Given three finite area, two-dimensional pancakes, prove that there exists a circle that cuts the area of each pancake into two equal pieces.

Originally posted by David113
Given three finite area, two-dimensional pancakes, prove that there exists a circle that cuts the area of each pancake into two equal pieces.

Can these pancakes be rearranged in the plane? Or do they have to stay where they lay on the griddle?

Originally posted by PBE6
Can these pancakes be rearranged in the plane? Or do they have to stay where they lay on the griddle?

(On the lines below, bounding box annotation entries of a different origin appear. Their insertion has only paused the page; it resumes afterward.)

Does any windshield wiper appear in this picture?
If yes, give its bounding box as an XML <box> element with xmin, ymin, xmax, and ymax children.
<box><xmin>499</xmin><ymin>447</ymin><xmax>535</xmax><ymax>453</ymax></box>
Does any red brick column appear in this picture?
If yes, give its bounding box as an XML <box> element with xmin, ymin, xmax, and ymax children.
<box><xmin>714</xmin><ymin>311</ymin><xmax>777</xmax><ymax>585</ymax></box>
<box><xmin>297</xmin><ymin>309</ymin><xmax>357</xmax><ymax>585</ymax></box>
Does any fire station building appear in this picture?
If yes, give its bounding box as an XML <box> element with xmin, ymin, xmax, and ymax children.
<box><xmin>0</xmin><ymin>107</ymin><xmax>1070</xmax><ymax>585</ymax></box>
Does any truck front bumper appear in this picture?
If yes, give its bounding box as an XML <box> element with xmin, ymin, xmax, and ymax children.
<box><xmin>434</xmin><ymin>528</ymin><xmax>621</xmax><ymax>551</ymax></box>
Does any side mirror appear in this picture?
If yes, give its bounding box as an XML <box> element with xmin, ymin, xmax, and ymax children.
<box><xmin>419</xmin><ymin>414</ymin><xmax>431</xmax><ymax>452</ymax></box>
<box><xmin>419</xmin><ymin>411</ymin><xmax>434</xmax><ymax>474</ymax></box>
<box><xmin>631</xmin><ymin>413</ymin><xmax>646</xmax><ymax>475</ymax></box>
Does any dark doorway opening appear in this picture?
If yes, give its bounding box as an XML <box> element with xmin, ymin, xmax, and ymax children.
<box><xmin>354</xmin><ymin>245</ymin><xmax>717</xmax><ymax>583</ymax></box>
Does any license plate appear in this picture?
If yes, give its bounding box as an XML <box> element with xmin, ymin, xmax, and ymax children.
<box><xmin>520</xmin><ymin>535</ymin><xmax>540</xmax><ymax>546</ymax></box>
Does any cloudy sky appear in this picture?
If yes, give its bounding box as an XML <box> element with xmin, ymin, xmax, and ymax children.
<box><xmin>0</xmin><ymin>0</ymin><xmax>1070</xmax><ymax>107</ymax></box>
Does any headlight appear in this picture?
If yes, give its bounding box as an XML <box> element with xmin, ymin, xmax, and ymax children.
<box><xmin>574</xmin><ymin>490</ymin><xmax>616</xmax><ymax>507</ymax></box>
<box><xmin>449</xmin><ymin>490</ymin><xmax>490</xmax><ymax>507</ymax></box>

The pancakes can't be rearranged.

Originally posted by David113
The pancakes can't be rearranged.

Just trying to think of counter-examples. What if you had three square pancakes lined up in a row? I can't think of a circle that would cut all three in half, unless you allow for an infinite radius, in which case the circle becomes a straight line. Is this allowed?

Originally posted by PBE6
Just trying to think of counter-examples. What if you had three square pancakes lined up in a row? I can't think of a circle that would cut all three in half, unless you allow for an infinite radius, in which case the circle becomes a straight line. Is this allowed?

I thought this, then thought if you get something that's so almost infinite radius this line is only slightly curved, then you can surely make it cut the three.

A pizza cutter? That would cut all three.

Are we using euclidean or Non-euclidean geometry?